Trump Entertainment Resorts, Taj's corporate parent, wanted compensation for purportedly lost business. It also sought an order barring Local 54 of the Unite-HERE union from issuing similar communications.
U.S. Bankruptcy Judge Kevin Gross denied the firm's request in an order issued Tuesday and made public Wednesday. The judge ruled that the union's communications, part of a larger boycott against the troubled casino, are protected by federal law on labor organizing.
Bob McDevitt, president of Local 54, praised the ruling in a statement issued Wednesday. He said the union was grateful to the "numerous" people and convention groups that he said have honored the boycott.
Trump Entertainment CEO Robert Griffin declined comment on the ruling. The company had argued that the union's emails and telephone calls to the casino's clients violated legal protections that generally bar groups from interfering with a bankrupt company's assets.
Trump Entertainment Resorts owns the property now, but lender Carl Icahn is taking ownership as it comes out of bankruptcy. Last year, the casino ended pension and health insurance for its unionized workers.

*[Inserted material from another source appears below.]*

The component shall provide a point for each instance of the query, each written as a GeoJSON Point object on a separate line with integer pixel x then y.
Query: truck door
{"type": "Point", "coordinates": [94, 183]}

"Ten months ago, the Taj Mahal Contract Committee took the extraordinary move of calling for a boycott of their own casino in order to protest Carl Icahn's attack on their lives and livelihoods and to restore their benefits in a new agreement," McDevitt said. "We knew at that point that Carl Icahn didn't have the legal right to stop us from talking to Taj Mahal customers.
The ruling came just days after workers at the Trump Taj Mahal authorized a strike against the casino.